Q&A #107 – Should a majority of a nonprofit’s Board members be independent?
Question: My nonprofit has recently had to report that several of its Board members are not “independent” for purposes of the Form 990. I am concerned that the number of non-independent Board members may grow. Is it important that at least a majority of a nonprofit’s Board members be independent?
Answer: While it is not necessarily a bad thing to have some non-independent members on the Board of Directors of a nonprofit organization, it is important for both perception and governance reasons to ensure that a majority of the Board members are “independent” as defined in Part I, Line 4 and Part VI, Line 1b of the Form 990.
As discussed in our article on Part VI, Section A of the Form 990, the question about Board member independence addressed in Part I, Line 4 and Part VI, Line 1b of the Form 990 is one of the most visible questions on the entire form, as one of the Form 990’s few repeated questions with placement so high on the first page.
Having some non-independent Board members (in other words, reporting that less than 100% of organization’s Board are “independent”) is not by itself a cause for concern. On the contrary, this could reflect positive circumstances such as a Board member has providing an interest-free loan to the organization or providing services to the organization at reduced cost (for more information on how to determine whether Board members are independent, refer to the Form 990 instructions and our Part VI, Section A Guide Sheet).
However, having a majority of non-independent Board members is likely to have a detrimental impact on the public’s perception of your organization, and could potentially compromise the Board’s ability to make unbiased decisions that are solely in the best interests of the organization.
First, be aware that charity watchdog groups look closely at this issue. For example, an organization will lose points under Charity Navigator’s Finance & Accountability beacon methodology if its percentage independent Board members drops below 50%. It is best to avoid making this negative impression on grantors and donors who refer to these ratings.
Additionally, having a majority of non-independent Board members may have implications under the applicable state nonprofit corporation statute. For example, California law provides that no more than 49% of a charitable organization’s Board may be composed of directors who have been compensated by the organization for services within the last 12 months or family members of such a person.
Planning Tip – Simply maintaining a majority independent Board as defined under Part I, Line 4 and Part VI, Line 1b of the Form 990 is not necessarily sufficient to properly manage actual and potential conflict of interest transactions. Is important to have a conflict of interest policy with established procedures in place that are consistent with best practices under the “excess benefit transaction” rules. This generally involves having interested person transactions reviewed by Board members who do not have a conflict with respect to that particular transaction. Read Q&A #55 for more information on how to determine whether directors are “disinterested” for these purposes.

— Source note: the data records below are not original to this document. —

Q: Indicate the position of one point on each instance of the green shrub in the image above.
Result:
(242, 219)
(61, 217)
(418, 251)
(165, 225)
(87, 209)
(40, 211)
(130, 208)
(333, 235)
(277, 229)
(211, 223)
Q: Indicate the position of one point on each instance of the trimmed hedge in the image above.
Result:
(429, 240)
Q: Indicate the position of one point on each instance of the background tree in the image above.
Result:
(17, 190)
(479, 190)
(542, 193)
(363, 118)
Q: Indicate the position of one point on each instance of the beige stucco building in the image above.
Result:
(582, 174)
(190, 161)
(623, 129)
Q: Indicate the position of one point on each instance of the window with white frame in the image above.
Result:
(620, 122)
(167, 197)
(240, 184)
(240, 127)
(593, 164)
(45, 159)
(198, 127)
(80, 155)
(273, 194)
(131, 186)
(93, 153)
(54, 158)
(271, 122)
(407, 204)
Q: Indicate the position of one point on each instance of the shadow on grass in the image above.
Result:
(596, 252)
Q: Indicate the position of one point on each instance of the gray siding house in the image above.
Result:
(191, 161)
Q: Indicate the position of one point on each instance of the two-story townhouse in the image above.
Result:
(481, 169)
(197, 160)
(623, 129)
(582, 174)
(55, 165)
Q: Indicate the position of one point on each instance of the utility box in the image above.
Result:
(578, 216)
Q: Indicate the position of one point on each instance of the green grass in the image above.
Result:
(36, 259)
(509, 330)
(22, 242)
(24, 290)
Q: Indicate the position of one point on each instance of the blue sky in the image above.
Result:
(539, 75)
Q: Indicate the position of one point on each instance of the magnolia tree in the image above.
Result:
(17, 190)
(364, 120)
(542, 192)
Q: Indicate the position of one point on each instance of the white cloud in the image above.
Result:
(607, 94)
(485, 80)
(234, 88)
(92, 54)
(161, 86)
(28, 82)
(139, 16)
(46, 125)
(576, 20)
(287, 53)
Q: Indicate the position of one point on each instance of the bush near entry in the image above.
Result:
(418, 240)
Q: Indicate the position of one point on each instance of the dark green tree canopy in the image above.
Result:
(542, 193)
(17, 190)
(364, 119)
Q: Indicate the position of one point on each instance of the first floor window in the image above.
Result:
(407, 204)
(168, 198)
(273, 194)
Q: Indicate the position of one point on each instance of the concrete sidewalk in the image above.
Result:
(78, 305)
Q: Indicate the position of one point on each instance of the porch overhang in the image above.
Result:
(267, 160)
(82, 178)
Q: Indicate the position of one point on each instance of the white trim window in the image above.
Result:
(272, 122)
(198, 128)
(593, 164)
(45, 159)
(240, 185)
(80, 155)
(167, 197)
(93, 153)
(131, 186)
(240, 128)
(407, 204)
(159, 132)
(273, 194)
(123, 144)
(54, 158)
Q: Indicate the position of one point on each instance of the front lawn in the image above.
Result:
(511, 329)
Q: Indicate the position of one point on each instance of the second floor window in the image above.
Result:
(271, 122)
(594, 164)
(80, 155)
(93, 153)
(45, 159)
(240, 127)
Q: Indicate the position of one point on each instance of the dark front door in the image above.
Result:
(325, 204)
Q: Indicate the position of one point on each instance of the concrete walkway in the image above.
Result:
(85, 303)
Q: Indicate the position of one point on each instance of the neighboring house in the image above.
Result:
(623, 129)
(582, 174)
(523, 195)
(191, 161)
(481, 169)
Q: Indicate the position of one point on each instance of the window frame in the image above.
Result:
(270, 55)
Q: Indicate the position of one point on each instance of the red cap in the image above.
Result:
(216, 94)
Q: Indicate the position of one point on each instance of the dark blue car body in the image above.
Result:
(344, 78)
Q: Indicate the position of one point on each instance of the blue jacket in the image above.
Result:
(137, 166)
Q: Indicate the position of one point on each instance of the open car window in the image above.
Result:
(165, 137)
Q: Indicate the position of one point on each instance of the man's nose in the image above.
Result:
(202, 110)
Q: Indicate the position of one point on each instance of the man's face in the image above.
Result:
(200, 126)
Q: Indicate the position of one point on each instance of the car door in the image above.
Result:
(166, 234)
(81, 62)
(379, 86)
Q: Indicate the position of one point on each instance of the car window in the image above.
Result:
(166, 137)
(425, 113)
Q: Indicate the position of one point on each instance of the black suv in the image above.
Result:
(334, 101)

There are also important reasons to maintain a majority independent Board from a governance perspective. There is an implicit tendency for Board members who have engaged in financial transactions with an organization (such as loaning funds or receiving compensation) to be influenced by those transactions when making decisions on the organization’s behalf. Maintaining a majority independent Board helps to ensure that these natural biases are offset by other Board members who are in a better position to remain objective.